ATXN2 (Ataxin-2) is a eukaryotic RNA‐binding protein that is conserved across species. It contains two LSm domains (RNA binding), a PAM2 motif (association with poly(A)-binding protein), and an N-terminal polyglutamine tract (PMID: 25027299). Ataxin-2 plays crucial roles at different stages of the regulation of posttranslational gene expression. ATXN2 is also directly implicated in the regulation of neural function by influencing specific molecular and cellular pathways. Genetic expansion of a poly‐glutamine tract in human ATXN2 has been linked to several neurodegenerative diseases, where it most likely acts through gain‐of‐function effects.
What is the molecular weight of ATXN2?
The molecular weight varies from 12 to 140 kDa, depending on the isoform.
What are the isoforms of ATXN2?
ATXN2 has many isoforms, which differ significantly in length and domain composition.
What is the subcellular localization of ATXN2?
According to siRNA-based experiments, it is localized in the cytoplasmic compartment of normal cells, where it mostly associates with the Golgi apparatus and stress granules (PMID: 22508507).
What is the tissue specificity of ATXN2?
ATXN2 protein has been detected in various tissues; however, it is most highly expressed and studied in CNS. Significant amounts of this protein can also be detected in the liver and gallbladder.
What is the molecular function of ATXN2?
Ataxin-2 is involved in regulating various steps of mRNA translation, including poly‐A tailing, RNA stabilization, microRNA‐dependent gene silencing, and translational activation. All those functions are linked to its interactions with the poly(A)-binding protein. Ataxin-2 is involved in the formation of stress granules and P-bodies. Furthermore, genetic models of ATXN2 loss‐of‐function have underlined the importance of ATXN2 in mTOR signaling and cellular metabolism, which are all crucial for neural homeostasis (PMID: 29869836).

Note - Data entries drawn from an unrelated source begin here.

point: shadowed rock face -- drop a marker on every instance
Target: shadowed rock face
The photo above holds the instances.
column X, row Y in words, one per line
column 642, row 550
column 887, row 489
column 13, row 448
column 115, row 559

What is ATXN2’s involvement in disease?
The N-terminal region of ATXN2 normally contains a polyQ stretch of 14–31 residues that can be expanded in the pathogenic state to 32–200 residues. Intermediate length expansions of this tract increase susceptibility to amyotrophic lateral sclerosis (ALS or Lou Gehrig’s disease) (PMID: 20740007). Long expansions of this tract result in spinocerebellar ataxia-2 (SCA2), an autosomal dominantly inherited, neurodegenerative disorder (PMID: 29427103). Genome-wide association studies indicate that loss-of-function mutations in this gene are associated with susceptibility to type I diabetes, obesity, and hypertension.